Understanding the Spark Cluster Callback URL
To run a Transformer pipeline, Spark requires a valid cluster callback URL to communicate with Transformer.
For cluster pipelines, the Spark cluster must be able to access Transformer to send the status, metrics, and offsets for running pipelines. Similarly for local pipelines, the local Spark installation must be able to access the local Transformer instance.
Define a Transformer configuration property to specify the cluster callback URL that Transformer uses for all pipelines, by default. When needed, you can override the specified cluster callback URL in individual pipelines.

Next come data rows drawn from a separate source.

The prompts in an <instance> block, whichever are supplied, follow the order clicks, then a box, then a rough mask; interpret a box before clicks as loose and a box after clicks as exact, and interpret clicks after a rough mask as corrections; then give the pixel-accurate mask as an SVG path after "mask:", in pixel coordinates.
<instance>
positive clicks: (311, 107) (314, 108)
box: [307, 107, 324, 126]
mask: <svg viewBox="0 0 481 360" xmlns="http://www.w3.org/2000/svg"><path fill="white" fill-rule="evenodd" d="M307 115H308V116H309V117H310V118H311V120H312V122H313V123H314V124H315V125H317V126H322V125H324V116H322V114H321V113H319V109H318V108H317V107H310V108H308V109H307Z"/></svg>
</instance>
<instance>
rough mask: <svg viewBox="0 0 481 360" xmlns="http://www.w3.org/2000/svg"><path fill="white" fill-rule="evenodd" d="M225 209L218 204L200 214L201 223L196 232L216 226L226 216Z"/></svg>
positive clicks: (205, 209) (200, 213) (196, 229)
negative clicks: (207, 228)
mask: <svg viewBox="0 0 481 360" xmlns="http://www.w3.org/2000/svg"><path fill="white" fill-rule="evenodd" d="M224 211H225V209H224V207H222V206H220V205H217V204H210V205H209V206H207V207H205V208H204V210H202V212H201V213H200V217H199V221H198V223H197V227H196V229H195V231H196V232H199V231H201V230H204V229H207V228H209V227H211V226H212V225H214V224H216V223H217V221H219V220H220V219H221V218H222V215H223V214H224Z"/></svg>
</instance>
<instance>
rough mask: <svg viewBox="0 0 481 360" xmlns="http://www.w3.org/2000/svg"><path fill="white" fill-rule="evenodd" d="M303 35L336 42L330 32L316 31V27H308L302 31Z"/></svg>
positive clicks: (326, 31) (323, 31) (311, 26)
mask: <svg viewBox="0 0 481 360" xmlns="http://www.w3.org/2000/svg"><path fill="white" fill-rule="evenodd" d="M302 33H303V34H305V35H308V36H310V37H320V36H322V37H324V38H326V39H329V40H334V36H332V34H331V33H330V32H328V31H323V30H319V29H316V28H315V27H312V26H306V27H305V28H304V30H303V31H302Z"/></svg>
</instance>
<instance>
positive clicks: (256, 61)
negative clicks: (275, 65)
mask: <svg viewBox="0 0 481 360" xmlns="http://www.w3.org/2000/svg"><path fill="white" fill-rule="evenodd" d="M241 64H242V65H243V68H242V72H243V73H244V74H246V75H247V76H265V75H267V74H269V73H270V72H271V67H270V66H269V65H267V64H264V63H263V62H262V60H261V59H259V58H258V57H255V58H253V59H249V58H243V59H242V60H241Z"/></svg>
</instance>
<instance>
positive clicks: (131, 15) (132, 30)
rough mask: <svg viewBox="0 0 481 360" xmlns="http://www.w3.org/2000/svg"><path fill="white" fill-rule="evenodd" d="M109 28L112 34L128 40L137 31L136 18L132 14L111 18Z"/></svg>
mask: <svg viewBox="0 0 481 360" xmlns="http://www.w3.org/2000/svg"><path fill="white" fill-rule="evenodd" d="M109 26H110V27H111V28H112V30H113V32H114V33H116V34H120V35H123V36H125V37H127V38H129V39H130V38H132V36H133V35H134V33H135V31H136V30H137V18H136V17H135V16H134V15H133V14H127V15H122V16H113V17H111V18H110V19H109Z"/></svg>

Cluster Callback URL Properties
- Transformer property: Driver Callback URL
- The Transformer driver callback URL property,
transformer.driver.callback.url
, defines the cluster callback URL that Spark uses to communicate with Transformer. - Pipeline override property: Cluster Callback URL
- When needed, you can override the Spark cluster callback URL defined in Transformer properties by configuring the Cluster Callback URL property in individual pipelines.
- Backup properties
- Best practice is to specify an appropriate Spark cluster callback URL using the properties described above.
Example
Say you registered Transformer to work with Control Hub and you set up a reverse proxy or a Kubernetes
Ingress service for Transformer.
You set the base URL Transformer
property, transformer.base.http.url
, to the reverse proxy or
Ingress service URL. This way, the Control Hub
web browser can access Transformer as
an authoring Transformer
for pipeline design.
A Spark cluster that runs inside the internal network cannot access Transformer
using the reverse proxy or Ingress service URL. So you define the Transformer
driver callback URL property, transformer.driver.callback.url
, to
enable Spark to access Transformer
directly. The URL defined for the property acts as the cluster callback URL for all
Transformer pipelines, by default.
When you need to use a different cluster callback URL for certain pipelines, you configure the Cluster Callback URL property in those pipelines to use a different URL.